Un an après l’occupation de Goma par l’AFC/M23, des milliers de ses habitants qui ont fuient la guerre et vivent loin de leurs foyers, dispersés dans d’autres villes congolaises ou à l’étranger. À Beni, devenue chef-lieu provisoire du Nord-Kivu, les déplacés tentent de rebâtir leur quotidien malgré la séparation familiale, la précarité et une incertitude persistante.

Une femme hébergée dans une famille d’accueil à Beni déplore sa séparation d’avec ses enfants et son mari, dispersés dans d’autres villes. Elle lance un cri du cœur : « Les armes doivent se taire. Nous devons retrouver nos enfants, nos époux, nos maisons et les chemins abandonnés à mi-chemin. Nous sommes des humains. »

Un autre déplacé, épuisé par l’attente et les négociations interminables, interpelle les autorités : « Leurs discussions ont trop duré. Plus le temps passe, plus la précarité s’aggrave.
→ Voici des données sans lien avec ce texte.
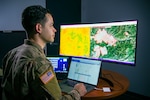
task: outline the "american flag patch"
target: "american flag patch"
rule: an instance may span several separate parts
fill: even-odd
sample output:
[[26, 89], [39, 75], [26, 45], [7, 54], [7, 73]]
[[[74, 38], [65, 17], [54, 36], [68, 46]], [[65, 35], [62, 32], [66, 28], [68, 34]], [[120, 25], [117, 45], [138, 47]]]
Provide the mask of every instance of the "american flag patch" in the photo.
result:
[[44, 74], [40, 77], [40, 79], [41, 79], [41, 81], [42, 81], [44, 84], [46, 84], [46, 83], [48, 83], [53, 77], [54, 77], [54, 74], [49, 70], [49, 71], [47, 71], [46, 73], [44, 73]]

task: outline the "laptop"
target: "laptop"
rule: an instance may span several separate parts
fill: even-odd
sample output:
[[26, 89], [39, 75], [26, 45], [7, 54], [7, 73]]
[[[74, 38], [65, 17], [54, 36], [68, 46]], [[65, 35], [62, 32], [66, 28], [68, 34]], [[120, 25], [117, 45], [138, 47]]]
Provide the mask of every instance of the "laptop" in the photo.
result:
[[47, 56], [47, 59], [52, 63], [54, 72], [58, 80], [67, 78], [69, 57], [67, 56]]
[[72, 57], [67, 79], [59, 82], [62, 92], [70, 92], [77, 83], [84, 83], [88, 92], [93, 90], [98, 84], [101, 63], [100, 59]]

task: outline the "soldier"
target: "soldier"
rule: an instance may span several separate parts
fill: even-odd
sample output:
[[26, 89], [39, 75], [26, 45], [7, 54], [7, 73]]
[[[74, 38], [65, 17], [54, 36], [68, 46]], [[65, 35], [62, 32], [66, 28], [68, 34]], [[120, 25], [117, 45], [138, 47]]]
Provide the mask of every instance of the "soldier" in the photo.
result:
[[48, 9], [39, 5], [27, 7], [22, 25], [27, 39], [3, 58], [2, 100], [79, 100], [87, 92], [79, 83], [62, 95], [44, 47], [54, 42], [56, 29]]

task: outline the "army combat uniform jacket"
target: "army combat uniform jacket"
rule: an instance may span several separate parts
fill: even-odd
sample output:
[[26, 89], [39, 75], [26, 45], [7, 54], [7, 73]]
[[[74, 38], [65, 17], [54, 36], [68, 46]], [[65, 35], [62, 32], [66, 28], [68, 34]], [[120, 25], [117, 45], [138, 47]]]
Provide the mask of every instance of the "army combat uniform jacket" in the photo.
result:
[[76, 90], [61, 94], [51, 62], [43, 49], [29, 40], [5, 55], [2, 68], [2, 100], [80, 99]]

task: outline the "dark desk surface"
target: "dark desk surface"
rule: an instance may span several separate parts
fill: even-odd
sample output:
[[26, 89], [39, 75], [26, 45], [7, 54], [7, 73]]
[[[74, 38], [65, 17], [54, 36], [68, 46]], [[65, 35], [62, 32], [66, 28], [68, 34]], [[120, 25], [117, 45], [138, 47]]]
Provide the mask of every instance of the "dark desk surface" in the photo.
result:
[[102, 77], [107, 78], [113, 83], [113, 86], [110, 86], [107, 81], [103, 79], [99, 79], [98, 88], [102, 89], [102, 87], [110, 87], [111, 92], [103, 92], [102, 90], [92, 90], [87, 93], [82, 100], [100, 100], [100, 99], [109, 99], [116, 96], [119, 96], [125, 93], [129, 87], [129, 80], [117, 73], [110, 70], [102, 70]]

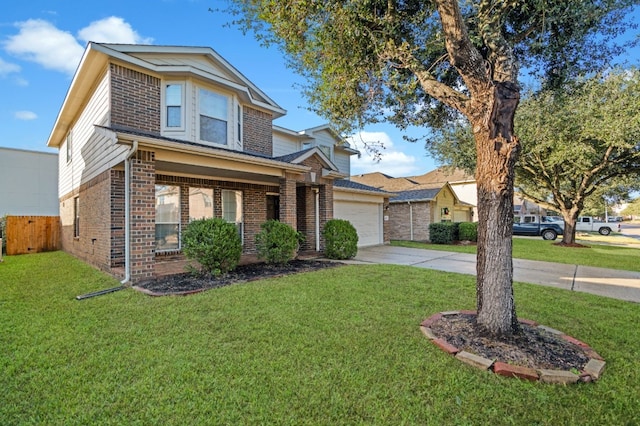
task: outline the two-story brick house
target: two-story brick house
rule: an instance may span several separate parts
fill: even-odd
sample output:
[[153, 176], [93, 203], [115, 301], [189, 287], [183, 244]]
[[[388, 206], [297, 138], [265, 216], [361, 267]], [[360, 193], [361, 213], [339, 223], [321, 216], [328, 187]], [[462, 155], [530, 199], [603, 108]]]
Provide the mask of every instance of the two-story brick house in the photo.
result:
[[322, 250], [336, 193], [382, 195], [334, 185], [357, 151], [326, 126], [274, 127], [284, 114], [210, 48], [89, 43], [47, 143], [59, 149], [63, 249], [139, 281], [180, 252], [190, 220], [222, 217], [245, 253], [268, 219]]

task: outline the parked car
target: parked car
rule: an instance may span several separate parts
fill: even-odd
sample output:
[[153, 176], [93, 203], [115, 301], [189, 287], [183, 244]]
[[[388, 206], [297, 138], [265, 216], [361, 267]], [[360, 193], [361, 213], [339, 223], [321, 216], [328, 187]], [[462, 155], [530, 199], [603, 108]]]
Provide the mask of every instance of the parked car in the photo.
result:
[[543, 240], [555, 240], [562, 235], [562, 227], [554, 222], [514, 222], [513, 235], [541, 236]]
[[[611, 231], [613, 230], [612, 228], [614, 227], [615, 225], [611, 225], [607, 222], [601, 222], [601, 221], [595, 220], [594, 218], [589, 216], [581, 216], [578, 218], [578, 221], [576, 222], [576, 231], [598, 232], [600, 233], [600, 235], [611, 234]], [[618, 224], [616, 230], [618, 232], [620, 231], [620, 224]]]

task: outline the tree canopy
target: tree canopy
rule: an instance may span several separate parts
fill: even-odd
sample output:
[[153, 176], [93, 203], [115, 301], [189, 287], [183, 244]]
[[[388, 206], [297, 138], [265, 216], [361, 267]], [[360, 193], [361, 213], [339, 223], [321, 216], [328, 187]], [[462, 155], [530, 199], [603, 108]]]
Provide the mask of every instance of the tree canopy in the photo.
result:
[[521, 105], [516, 185], [527, 198], [562, 214], [563, 242], [575, 242], [575, 220], [590, 197], [603, 202], [608, 193], [637, 189], [639, 97], [640, 72], [618, 69]]
[[[472, 113], [473, 79], [526, 69], [557, 87], [625, 48], [637, 0], [230, 0], [236, 24], [306, 77], [316, 112], [343, 130], [389, 121], [442, 127]], [[443, 10], [461, 22], [443, 26]], [[453, 40], [447, 32], [463, 30]], [[451, 41], [449, 41], [451, 40]], [[468, 41], [465, 44], [462, 41]], [[458, 53], [448, 53], [447, 43]], [[464, 58], [461, 59], [461, 58]]]

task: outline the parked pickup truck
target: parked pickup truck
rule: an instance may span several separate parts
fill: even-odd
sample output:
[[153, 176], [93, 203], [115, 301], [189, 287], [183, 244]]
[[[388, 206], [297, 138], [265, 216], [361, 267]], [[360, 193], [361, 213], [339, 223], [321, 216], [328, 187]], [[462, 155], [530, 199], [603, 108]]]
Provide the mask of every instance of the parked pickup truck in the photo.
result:
[[[527, 216], [528, 217], [528, 216]], [[538, 221], [537, 217], [525, 218], [516, 217], [513, 222], [513, 235], [541, 236], [544, 240], [555, 240], [558, 235], [562, 235], [563, 229], [558, 223]]]
[[579, 232], [599, 232], [600, 235], [609, 235], [613, 228], [620, 231], [620, 224], [614, 225], [607, 222], [595, 220], [589, 216], [582, 216], [576, 222], [576, 231]]

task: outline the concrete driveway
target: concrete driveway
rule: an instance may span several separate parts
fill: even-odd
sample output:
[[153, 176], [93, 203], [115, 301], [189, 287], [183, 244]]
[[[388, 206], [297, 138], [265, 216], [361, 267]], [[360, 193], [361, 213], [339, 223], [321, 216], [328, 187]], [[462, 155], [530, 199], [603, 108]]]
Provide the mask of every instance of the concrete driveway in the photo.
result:
[[[374, 246], [358, 249], [356, 263], [386, 263], [476, 274], [476, 255], [407, 247]], [[640, 272], [513, 259], [514, 281], [597, 294], [640, 303]]]

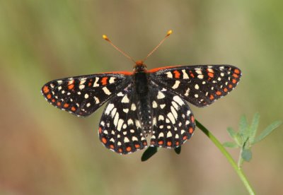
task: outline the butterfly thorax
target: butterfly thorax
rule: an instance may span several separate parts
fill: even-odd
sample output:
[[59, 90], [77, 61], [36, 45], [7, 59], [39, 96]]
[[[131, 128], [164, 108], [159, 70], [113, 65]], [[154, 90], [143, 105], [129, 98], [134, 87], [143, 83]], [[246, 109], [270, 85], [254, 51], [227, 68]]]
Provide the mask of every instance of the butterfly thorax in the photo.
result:
[[134, 69], [134, 89], [137, 94], [138, 117], [140, 121], [144, 134], [151, 134], [152, 113], [150, 106], [149, 75], [146, 66], [142, 61], [136, 63]]

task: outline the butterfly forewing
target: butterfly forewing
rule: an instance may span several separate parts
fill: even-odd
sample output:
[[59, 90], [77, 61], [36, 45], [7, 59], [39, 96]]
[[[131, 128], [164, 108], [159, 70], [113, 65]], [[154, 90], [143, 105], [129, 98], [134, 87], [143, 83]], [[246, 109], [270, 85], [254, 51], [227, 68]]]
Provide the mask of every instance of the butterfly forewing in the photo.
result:
[[98, 134], [106, 148], [120, 154], [132, 153], [147, 146], [132, 87], [109, 101], [101, 117]]
[[176, 148], [191, 137], [195, 119], [184, 100], [156, 87], [151, 92], [151, 101], [154, 116], [151, 146]]
[[171, 66], [149, 71], [157, 85], [197, 107], [227, 95], [238, 84], [240, 69], [231, 65]]
[[88, 116], [130, 83], [129, 76], [100, 73], [54, 80], [42, 88], [52, 105], [77, 116]]

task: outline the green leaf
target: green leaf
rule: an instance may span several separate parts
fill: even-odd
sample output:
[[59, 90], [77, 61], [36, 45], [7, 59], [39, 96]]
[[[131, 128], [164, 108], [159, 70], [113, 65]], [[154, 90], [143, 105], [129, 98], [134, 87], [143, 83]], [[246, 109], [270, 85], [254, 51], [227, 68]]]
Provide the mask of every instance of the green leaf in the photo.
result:
[[181, 146], [174, 148], [174, 150], [176, 154], [180, 154], [181, 153]]
[[243, 146], [243, 137], [240, 135], [239, 133], [237, 133], [236, 134], [236, 136], [234, 138], [236, 143], [237, 143], [238, 146]]
[[157, 147], [149, 147], [142, 155], [142, 161], [146, 161], [157, 153]]
[[243, 115], [241, 117], [240, 119], [240, 124], [239, 124], [239, 133], [240, 135], [246, 137], [248, 131], [248, 121], [247, 118], [246, 117], [245, 115]]
[[254, 144], [257, 142], [260, 141], [261, 140], [265, 138], [267, 136], [270, 134], [273, 131], [273, 130], [282, 124], [282, 122], [281, 121], [277, 121], [272, 123], [267, 128], [265, 128], [265, 129], [263, 130], [262, 132], [261, 132], [260, 136], [258, 136], [257, 138], [255, 138], [254, 141], [252, 143]]
[[232, 127], [228, 127], [227, 128], [227, 131], [229, 134], [229, 136], [235, 139], [236, 135], [237, 133], [233, 129]]
[[250, 161], [252, 159], [252, 152], [250, 149], [243, 150], [241, 156], [245, 161]]
[[252, 124], [250, 124], [250, 127], [249, 129], [249, 141], [250, 143], [253, 143], [259, 122], [260, 114], [258, 113], [255, 113], [255, 115], [253, 115]]
[[222, 145], [223, 146], [226, 148], [239, 148], [239, 146], [238, 146], [237, 143], [233, 142], [225, 142]]

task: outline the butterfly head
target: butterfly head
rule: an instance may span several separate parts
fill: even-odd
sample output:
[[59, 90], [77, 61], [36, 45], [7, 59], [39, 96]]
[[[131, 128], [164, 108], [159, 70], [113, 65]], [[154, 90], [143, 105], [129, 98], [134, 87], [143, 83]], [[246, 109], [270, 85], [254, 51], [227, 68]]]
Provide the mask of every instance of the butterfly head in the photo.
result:
[[138, 60], [136, 61], [136, 64], [134, 66], [134, 72], [143, 72], [146, 70], [146, 65], [144, 64], [142, 60]]

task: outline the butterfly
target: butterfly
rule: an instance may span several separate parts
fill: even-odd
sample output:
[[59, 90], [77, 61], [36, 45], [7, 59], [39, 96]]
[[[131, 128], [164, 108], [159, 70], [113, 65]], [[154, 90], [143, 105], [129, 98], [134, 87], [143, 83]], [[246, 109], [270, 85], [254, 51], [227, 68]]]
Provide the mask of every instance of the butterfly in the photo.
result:
[[[171, 32], [168, 31], [165, 38]], [[130, 58], [107, 36], [103, 38]], [[135, 61], [132, 72], [54, 80], [43, 85], [42, 93], [53, 106], [78, 117], [88, 116], [107, 102], [98, 129], [99, 139], [107, 148], [128, 154], [147, 147], [147, 136], [150, 146], [180, 146], [195, 128], [194, 115], [186, 102], [199, 107], [207, 106], [229, 93], [241, 76], [241, 70], [231, 65], [148, 70], [144, 61]]]

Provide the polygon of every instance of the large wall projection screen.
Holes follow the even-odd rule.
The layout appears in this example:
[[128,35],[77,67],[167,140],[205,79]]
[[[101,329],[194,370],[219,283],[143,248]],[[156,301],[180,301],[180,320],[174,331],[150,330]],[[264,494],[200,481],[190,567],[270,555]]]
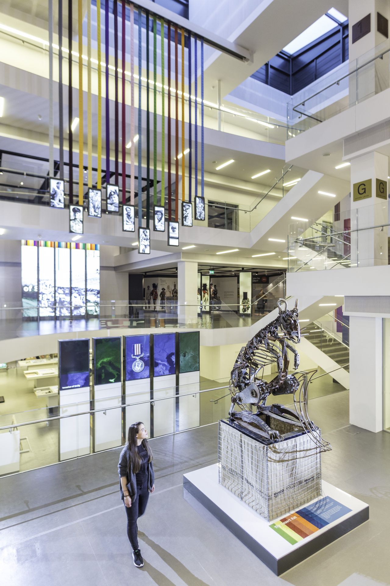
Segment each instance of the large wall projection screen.
[[87,313],[98,315],[100,304],[100,252],[87,250]]
[[40,246],[39,255],[39,315],[41,318],[54,315],[54,249]]
[[89,339],[58,340],[60,390],[89,386]]
[[85,315],[85,251],[71,248],[72,315]]
[[22,306],[23,318],[36,318],[38,305],[38,248],[22,244]]
[[70,315],[70,248],[55,248],[56,305],[58,317]]

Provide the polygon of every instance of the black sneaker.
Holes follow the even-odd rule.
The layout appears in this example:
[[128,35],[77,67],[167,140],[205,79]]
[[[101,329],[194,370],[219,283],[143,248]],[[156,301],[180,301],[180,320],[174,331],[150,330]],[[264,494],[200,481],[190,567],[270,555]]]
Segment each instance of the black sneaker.
[[134,565],[137,568],[142,567],[143,565],[143,559],[141,555],[141,550],[136,550],[135,551],[133,552],[133,559],[134,560]]

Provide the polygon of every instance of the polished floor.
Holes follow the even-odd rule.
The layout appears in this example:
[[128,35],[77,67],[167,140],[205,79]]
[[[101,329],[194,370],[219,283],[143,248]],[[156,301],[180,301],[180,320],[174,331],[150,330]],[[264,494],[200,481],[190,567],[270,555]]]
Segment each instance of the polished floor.
[[[198,317],[198,323],[188,325],[191,328],[213,329],[220,328],[241,328],[251,325],[262,316],[241,316],[234,312],[212,312]],[[136,328],[185,328],[185,324],[178,323],[177,315],[164,311],[139,312],[137,316],[128,315],[108,318],[90,318],[88,319],[40,319],[27,321],[21,318],[0,321],[0,340],[27,336],[42,336],[45,334],[64,333],[68,332]]]
[[390,584],[390,434],[348,423],[348,393],[310,401],[333,451],[322,475],[370,519],[277,578],[194,500],[182,475],[216,461],[216,425],[151,440],[156,492],[133,565],[119,496],[119,449],[0,479],[0,576],[13,586],[378,586]]

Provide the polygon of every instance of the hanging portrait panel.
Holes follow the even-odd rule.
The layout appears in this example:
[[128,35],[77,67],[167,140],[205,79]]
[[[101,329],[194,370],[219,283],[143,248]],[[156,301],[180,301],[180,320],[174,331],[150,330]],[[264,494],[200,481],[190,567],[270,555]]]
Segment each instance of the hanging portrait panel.
[[72,234],[83,233],[82,206],[69,206],[69,231]]
[[134,206],[123,206],[122,229],[124,232],[135,232],[135,212]]
[[88,216],[94,218],[102,217],[101,189],[88,189]]
[[150,230],[149,228],[138,229],[138,252],[140,254],[150,254]]
[[168,223],[168,246],[179,246],[178,222],[170,222]]
[[192,204],[189,202],[182,202],[181,225],[190,227],[192,226]]
[[195,197],[195,219],[202,222],[206,219],[206,206],[204,197]]
[[62,179],[51,179],[50,207],[64,208],[64,182]]
[[107,211],[119,211],[119,186],[107,183],[106,190]]
[[153,230],[155,232],[165,231],[165,210],[162,206],[153,206]]

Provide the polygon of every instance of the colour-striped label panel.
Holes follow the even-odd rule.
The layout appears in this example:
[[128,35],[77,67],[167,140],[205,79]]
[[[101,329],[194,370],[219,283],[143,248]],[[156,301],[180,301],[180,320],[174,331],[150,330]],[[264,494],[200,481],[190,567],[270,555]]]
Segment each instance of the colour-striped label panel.
[[294,545],[350,511],[350,509],[337,500],[325,496],[271,523],[270,527],[289,543]]

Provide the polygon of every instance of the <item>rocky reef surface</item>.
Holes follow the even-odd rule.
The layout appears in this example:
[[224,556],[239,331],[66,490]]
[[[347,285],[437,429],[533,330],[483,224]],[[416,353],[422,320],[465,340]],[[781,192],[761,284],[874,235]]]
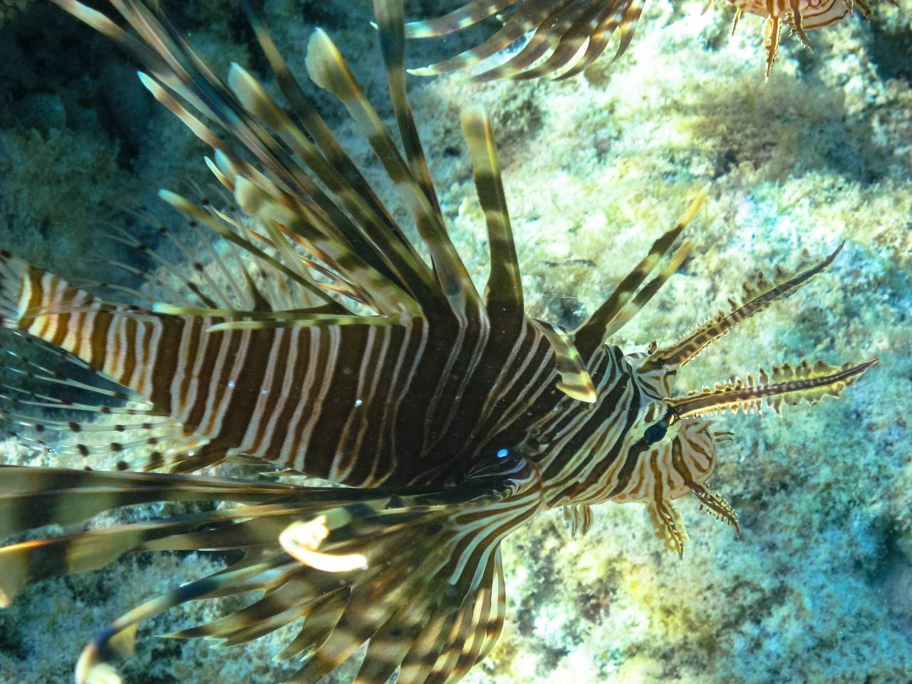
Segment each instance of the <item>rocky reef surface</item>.
[[[164,5],[217,72],[234,60],[264,73],[235,3]],[[368,5],[268,0],[264,12],[293,69],[305,73],[306,38],[321,26],[379,98]],[[430,16],[439,5],[408,11]],[[711,181],[689,229],[693,256],[613,341],[671,341],[756,270],[794,266],[803,250],[823,255],[845,240],[825,275],[704,352],[679,387],[802,357],[880,363],[839,401],[781,419],[719,419],[737,440],[720,449],[711,484],[740,513],[740,537],[692,500],[679,503],[690,536],[683,559],[664,550],[637,504],[598,507],[583,537],[559,513],[513,534],[507,626],[467,678],[473,684],[912,679],[912,3],[877,3],[869,22],[814,31],[813,52],[786,38],[768,82],[761,21],[745,16],[730,36],[727,4],[701,9],[650,0],[622,58],[606,56],[566,82],[411,79],[458,247],[481,281],[483,222],[459,132],[460,107],[481,102],[534,315],[581,320]],[[409,61],[471,37],[411,45]],[[107,223],[129,221],[125,207],[155,208],[158,188],[208,181],[204,149],[134,70],[49,4],[0,2],[0,244],[85,277],[97,268],[86,255]],[[316,97],[370,163],[339,108]],[[53,461],[13,438],[3,459]],[[137,554],[31,588],[0,611],[0,682],[70,681],[82,646],[112,617],[223,562]],[[215,615],[202,604],[144,626],[126,680],[265,684],[293,671],[270,661],[283,634],[228,649],[151,637]]]

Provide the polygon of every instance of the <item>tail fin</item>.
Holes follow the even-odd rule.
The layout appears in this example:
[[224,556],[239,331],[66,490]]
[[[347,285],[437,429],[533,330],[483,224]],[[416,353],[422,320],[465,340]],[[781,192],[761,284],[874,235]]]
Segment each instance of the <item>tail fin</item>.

Qu’ils arrêtent d’abord la guerre et trouvent des solutions rapides pour nous aider à revivre. »

Combat quotidien

Pour les déplacés internes, chaque jour à Beni ravive la douleur de l’exode et l’espoir d’un retour. Ils affirment que la paix reste lointaine, transformant leur refuge provisoire en un lieu de survie précaire.